Tatsache ist, dass der gebürtige Wuppertaler mit einem abendfüllenden «Orlando» in Stuttgart für das nächste Jahr bereits einen Großauftrag in der Tasche hat und sich mit «Le Spectre de la rose» in Monaco und «Le Chant du rossignol» in Leipzig einer Auseinandersetzung mit der Ballettgeschichte stellt, die für ihn gewiss nicht ohne Folgen bleibt.

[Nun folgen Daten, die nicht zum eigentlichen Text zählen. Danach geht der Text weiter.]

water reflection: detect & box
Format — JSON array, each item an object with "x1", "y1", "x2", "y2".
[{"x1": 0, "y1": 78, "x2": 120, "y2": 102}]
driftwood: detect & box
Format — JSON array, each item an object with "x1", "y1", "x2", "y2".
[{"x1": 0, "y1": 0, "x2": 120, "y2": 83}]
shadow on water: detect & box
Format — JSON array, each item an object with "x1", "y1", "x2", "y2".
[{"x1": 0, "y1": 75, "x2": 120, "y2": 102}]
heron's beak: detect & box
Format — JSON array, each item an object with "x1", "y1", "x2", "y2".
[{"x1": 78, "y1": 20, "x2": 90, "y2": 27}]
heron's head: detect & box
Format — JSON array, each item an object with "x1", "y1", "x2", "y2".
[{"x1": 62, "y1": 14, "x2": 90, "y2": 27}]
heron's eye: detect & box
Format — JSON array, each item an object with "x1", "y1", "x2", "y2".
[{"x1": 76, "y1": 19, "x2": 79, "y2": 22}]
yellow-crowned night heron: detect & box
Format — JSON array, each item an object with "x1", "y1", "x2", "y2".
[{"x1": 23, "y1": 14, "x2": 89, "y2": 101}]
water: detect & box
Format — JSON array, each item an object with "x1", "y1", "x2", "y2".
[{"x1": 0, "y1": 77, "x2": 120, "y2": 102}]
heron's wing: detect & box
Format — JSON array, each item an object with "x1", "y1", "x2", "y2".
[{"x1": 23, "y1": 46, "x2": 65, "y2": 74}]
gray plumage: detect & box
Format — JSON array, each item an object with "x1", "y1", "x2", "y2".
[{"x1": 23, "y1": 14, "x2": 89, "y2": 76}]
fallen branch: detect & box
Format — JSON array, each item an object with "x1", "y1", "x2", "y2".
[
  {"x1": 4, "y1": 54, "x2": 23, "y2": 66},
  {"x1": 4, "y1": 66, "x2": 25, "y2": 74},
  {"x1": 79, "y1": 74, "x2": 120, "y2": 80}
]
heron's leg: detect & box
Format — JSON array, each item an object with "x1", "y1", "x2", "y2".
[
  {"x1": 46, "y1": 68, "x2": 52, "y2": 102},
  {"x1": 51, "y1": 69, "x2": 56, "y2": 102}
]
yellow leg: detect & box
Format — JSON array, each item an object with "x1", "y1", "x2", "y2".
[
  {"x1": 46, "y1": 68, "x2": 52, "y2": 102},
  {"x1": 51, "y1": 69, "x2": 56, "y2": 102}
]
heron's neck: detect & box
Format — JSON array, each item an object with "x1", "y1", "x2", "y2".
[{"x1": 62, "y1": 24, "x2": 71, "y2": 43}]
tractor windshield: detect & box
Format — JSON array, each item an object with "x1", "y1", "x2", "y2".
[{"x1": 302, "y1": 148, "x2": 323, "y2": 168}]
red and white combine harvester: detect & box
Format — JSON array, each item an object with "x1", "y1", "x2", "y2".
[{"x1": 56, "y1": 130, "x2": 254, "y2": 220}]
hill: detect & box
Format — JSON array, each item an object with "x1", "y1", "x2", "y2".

Schwarzsehen gilt auch deshalb nicht, weil sich das Dunkel seiner Stücke längst gelichtet hat. Spätestens seit «Suite Suite Suite» kommt immer mal wieder Farbe ins Spiel, und in «Fancy Goods» plustert sie sich zuletzt pfauenhaft auf in einem Pink, das noch vor Jahren undenkbar gewesen wäre. Die Arbeiten von Marco Goecke haben sich verändert, auch wenn er sich nach wie vor auf das ...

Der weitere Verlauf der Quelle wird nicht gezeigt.